Analysis of behavioral, cellular, and anatomical events associated with photic entrainment of circadian rhythms in rats.

摘要

Two general research questions were investigated in the present thesis. First, are there cellular changes in protein expression that are uniquely associated with photic entrainment? Second, which subset of retinal afferents is necessary for the transmission of photic information to the SCN? The experiments aimed at answering the first question revealed a unique pattern of Fos protein immunoreactivity in the SCN shell in response to entraining light. Specifically, light suppressed Fos protein expression in the shell region whilst inducing it in the core of rats receiving light at dawn or dusk. This complex pattern of Fos expression was also present in animals treated neonatally with monosodium glutamate (MSG), an animal model of retinal degeneration that spares photic entrainment. Further, the expression of the protein product of the clock gene Per2 was found to be rhythmic within the SCN core and shell and unaffected by entraining light.
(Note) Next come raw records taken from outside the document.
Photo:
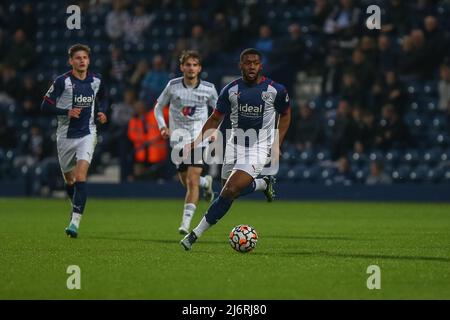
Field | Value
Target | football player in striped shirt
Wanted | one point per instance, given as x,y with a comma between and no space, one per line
72,99
188,98
253,103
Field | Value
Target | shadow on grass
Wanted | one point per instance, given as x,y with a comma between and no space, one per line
290,253
355,256
166,241
308,237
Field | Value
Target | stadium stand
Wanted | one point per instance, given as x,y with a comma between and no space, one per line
378,98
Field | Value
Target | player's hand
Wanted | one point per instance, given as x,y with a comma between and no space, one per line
187,150
74,113
213,137
101,117
165,133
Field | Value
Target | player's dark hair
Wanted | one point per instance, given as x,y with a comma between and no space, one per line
79,47
190,54
249,51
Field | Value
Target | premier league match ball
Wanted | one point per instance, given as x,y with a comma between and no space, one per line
243,238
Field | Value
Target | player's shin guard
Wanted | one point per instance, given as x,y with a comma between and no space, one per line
217,210
79,198
70,189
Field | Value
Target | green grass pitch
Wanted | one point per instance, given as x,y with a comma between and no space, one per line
129,249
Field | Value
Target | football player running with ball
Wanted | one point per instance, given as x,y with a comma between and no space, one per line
252,102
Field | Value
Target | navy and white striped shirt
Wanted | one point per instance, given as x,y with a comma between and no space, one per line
69,92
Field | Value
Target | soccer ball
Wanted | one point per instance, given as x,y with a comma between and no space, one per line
243,238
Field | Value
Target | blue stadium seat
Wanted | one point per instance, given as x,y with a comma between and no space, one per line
432,156
311,174
419,174
306,156
431,88
392,156
358,159
439,121
401,173
411,157
295,172
445,155
323,155
362,174
376,155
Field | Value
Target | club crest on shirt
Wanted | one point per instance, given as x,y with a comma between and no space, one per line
188,111
268,97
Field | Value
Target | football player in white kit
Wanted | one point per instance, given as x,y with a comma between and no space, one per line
188,98
253,103
72,98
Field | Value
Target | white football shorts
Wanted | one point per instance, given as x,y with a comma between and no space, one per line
72,150
251,160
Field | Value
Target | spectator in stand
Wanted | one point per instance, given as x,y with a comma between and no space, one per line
30,96
351,90
137,25
436,42
150,149
116,68
342,24
26,20
117,21
7,134
343,174
367,46
138,74
9,84
121,114
21,55
154,81
377,175
35,148
397,19
392,132
306,131
342,140
444,87
332,75
394,92
363,122
284,62
264,43
387,58
321,11
362,69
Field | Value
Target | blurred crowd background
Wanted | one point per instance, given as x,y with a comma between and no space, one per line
369,106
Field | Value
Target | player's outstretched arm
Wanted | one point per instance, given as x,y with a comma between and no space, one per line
283,124
208,129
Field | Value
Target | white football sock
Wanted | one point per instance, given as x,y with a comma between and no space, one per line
202,227
260,185
188,213
76,218
203,182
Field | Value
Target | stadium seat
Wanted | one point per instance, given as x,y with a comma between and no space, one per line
411,157
419,174
401,173
392,156
432,156
306,157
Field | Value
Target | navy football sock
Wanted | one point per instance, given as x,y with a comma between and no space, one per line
70,189
79,198
217,210
248,189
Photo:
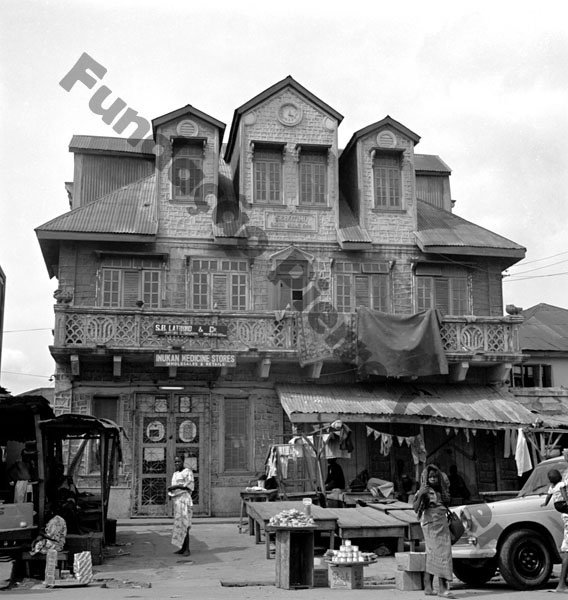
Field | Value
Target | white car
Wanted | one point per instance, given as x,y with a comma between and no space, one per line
518,536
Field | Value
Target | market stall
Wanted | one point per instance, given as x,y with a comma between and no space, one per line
65,442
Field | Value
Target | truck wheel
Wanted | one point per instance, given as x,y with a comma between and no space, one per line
475,572
525,560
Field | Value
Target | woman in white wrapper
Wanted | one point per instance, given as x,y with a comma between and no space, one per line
180,491
430,503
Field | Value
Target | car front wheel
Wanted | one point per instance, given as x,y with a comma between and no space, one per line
525,560
475,572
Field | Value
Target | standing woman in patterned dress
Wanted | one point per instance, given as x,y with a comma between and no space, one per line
180,491
430,504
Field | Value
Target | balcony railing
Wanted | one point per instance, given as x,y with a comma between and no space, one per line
265,332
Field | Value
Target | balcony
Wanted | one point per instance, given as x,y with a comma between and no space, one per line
467,340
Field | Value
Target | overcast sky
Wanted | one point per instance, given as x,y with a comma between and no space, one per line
485,85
Finally, behavioral arrhythmicity produced by constant bright light exposure was found to be associated with a complete disruption of the cellular rhythm of Per2 and Fos expression in the SCN. The experiments attempting to provide answers to the second question revealed that the retinal projection to the SCN is heterogeneous and that none of the retinal fiber phenotypes examined (fibers bearing the p75 neurotrophin receptor or melanopsin) is necessary to mediate photic entrainment. In conclusion, photic entrainment is a unique event characterized by cellular changes in protein expression that differ from those induced by discrete light-induced phase shifts. Further, retinal ganglion cells of all the different phenotypes appear to contribute to the transmission of the photic input to the circadian clock in a generally redundant manner. (Abstract shortened by UMI.)